A Proposed Set of Communicative Gestures for Human Robot Interaction and an RGB Image-based Gesture Recognizer Implemented in ROS
This work addresses the need for standardized gestures in human-robot interaction, though it is incremental as it builds on existing methods like 3D CNNs and ROS integration.
The authors tackled the problem of intuitive human-robot interaction by proposing a set of communicative gestures and developing a gesture recognition system, achieving 84.1% accuracy with a 3D CNN classifier on a dataset of ~7500 video demonstrations.

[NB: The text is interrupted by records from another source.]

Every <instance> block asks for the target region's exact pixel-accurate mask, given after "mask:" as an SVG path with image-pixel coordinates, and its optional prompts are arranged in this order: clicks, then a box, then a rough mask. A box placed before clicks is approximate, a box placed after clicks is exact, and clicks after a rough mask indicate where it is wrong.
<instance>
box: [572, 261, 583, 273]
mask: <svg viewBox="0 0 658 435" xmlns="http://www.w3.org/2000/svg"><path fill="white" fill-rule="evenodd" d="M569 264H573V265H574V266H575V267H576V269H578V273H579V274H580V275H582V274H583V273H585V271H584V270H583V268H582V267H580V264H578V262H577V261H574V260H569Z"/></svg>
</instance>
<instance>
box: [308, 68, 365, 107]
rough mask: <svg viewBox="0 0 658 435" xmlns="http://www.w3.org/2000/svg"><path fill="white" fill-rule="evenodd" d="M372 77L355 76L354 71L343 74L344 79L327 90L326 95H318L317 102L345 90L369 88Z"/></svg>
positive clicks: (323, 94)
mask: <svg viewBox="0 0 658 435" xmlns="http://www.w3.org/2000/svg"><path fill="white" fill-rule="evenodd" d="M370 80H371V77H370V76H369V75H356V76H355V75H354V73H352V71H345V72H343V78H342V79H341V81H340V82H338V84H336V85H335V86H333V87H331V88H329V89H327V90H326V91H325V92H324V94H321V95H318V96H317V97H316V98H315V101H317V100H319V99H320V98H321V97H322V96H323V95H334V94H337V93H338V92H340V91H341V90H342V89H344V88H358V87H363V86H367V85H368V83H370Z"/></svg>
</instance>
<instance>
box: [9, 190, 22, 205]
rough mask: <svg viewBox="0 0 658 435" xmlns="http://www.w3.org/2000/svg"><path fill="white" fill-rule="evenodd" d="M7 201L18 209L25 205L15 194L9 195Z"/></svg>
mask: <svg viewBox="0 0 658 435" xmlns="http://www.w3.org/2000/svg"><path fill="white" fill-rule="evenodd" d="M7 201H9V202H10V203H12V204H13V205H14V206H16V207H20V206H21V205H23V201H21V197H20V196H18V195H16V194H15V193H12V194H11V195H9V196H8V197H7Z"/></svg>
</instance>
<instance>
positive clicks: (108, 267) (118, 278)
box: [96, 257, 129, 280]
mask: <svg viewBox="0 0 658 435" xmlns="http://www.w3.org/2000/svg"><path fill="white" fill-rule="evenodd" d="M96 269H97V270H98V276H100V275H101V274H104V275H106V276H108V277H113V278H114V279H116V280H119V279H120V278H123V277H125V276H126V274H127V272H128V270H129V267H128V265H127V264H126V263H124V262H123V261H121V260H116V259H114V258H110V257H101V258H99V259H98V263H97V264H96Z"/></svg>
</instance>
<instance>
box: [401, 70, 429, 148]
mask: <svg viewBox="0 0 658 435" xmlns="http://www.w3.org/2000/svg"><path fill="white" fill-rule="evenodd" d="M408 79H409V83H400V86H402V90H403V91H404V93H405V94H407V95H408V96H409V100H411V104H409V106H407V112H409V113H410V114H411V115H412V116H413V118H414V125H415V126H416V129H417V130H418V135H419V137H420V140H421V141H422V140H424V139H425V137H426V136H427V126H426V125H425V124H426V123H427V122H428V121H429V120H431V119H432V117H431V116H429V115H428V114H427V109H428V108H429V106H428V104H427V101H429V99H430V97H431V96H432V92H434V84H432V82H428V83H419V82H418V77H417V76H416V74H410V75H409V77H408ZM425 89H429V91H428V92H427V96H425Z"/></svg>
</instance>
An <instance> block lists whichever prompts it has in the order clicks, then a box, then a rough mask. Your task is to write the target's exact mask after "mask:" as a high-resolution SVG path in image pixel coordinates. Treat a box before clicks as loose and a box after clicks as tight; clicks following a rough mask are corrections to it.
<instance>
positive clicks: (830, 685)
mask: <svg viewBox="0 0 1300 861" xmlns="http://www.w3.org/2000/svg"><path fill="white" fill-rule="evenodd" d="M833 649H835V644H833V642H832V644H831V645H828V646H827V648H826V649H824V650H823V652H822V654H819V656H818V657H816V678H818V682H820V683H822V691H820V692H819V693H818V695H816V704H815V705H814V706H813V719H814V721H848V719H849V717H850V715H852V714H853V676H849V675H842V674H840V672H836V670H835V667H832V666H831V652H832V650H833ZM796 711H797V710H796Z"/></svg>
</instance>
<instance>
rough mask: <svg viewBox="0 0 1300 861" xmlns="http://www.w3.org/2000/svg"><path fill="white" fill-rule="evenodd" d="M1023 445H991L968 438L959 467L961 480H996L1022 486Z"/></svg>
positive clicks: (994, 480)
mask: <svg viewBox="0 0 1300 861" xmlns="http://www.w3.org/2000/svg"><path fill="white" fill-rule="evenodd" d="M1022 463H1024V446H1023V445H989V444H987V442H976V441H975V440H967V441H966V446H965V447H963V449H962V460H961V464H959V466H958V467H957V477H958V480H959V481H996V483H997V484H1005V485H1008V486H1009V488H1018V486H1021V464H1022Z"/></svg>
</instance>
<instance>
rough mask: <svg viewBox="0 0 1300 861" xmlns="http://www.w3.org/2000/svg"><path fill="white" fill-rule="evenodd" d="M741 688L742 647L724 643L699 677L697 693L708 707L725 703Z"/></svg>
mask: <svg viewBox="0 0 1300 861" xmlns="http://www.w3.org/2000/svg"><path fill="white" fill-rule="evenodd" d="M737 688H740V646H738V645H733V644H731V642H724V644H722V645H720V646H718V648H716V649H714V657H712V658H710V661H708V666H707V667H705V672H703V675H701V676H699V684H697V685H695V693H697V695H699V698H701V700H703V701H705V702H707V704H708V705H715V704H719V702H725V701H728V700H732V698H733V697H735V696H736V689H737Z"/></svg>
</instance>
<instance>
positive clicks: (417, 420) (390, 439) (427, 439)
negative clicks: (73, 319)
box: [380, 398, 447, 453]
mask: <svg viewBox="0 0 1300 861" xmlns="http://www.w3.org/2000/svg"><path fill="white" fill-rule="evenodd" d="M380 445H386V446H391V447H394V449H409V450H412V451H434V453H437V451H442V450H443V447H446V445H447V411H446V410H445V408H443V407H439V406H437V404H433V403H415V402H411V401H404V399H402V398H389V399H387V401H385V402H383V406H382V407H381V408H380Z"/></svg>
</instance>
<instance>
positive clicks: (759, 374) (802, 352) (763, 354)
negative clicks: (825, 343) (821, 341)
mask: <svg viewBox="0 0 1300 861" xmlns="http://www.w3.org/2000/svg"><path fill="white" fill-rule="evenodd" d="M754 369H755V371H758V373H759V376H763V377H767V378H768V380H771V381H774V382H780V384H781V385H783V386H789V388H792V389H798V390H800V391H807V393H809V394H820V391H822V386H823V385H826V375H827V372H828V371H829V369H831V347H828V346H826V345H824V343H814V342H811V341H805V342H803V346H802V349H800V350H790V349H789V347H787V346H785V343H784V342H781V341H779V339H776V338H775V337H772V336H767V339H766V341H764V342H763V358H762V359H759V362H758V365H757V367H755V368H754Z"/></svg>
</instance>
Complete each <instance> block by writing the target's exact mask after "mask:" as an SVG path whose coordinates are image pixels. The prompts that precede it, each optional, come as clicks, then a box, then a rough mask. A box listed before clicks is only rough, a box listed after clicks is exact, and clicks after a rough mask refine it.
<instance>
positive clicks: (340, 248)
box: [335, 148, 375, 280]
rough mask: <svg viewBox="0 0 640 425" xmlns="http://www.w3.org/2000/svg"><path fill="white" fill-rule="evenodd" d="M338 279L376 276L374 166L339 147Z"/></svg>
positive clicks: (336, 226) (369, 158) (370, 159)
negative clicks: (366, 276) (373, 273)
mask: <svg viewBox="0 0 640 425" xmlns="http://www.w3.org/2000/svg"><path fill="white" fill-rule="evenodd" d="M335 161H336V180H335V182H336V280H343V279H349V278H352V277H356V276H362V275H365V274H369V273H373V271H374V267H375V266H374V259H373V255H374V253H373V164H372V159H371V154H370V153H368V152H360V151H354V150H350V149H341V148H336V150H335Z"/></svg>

We propose a set of communicative gestures and develop a gesture recognition system with the aim of facilitating more intuitive Human-Robot Interaction (HRI) through gestures. First, we propose a set of commands commonly used for human-robot interaction. Next, an online user study with 190 participants was performed to investigate if there was an agreed set of gestures that people intuitively use to communicate the given commands to robots when no guidance or training were given. As we found large variations among the gestures exist between participants, we then proposed a set of gestures for the proposed commands to be used as a common foundation for robot interaction. We collected ~7500 video demonstrations of the proposed gestures and trained a gesture recognition model, adapting 3D Convolutional Neural Networks (CNN) as the classifier, with a final accuracy of 84.1% (sigma=2.4). The resulting model was capable of training successfully with a relatively small amount of training data. We integrated the gesture recognition model into the ROS framework and report details for a demonstrated use case, where a person commands a robot to perform a pick and place task using the proposed set. This integrated ROS gesture recognition system is made available for use, and built with the intention to allow for new adaptations depending on robot model and use case scenarios, for novel user applications.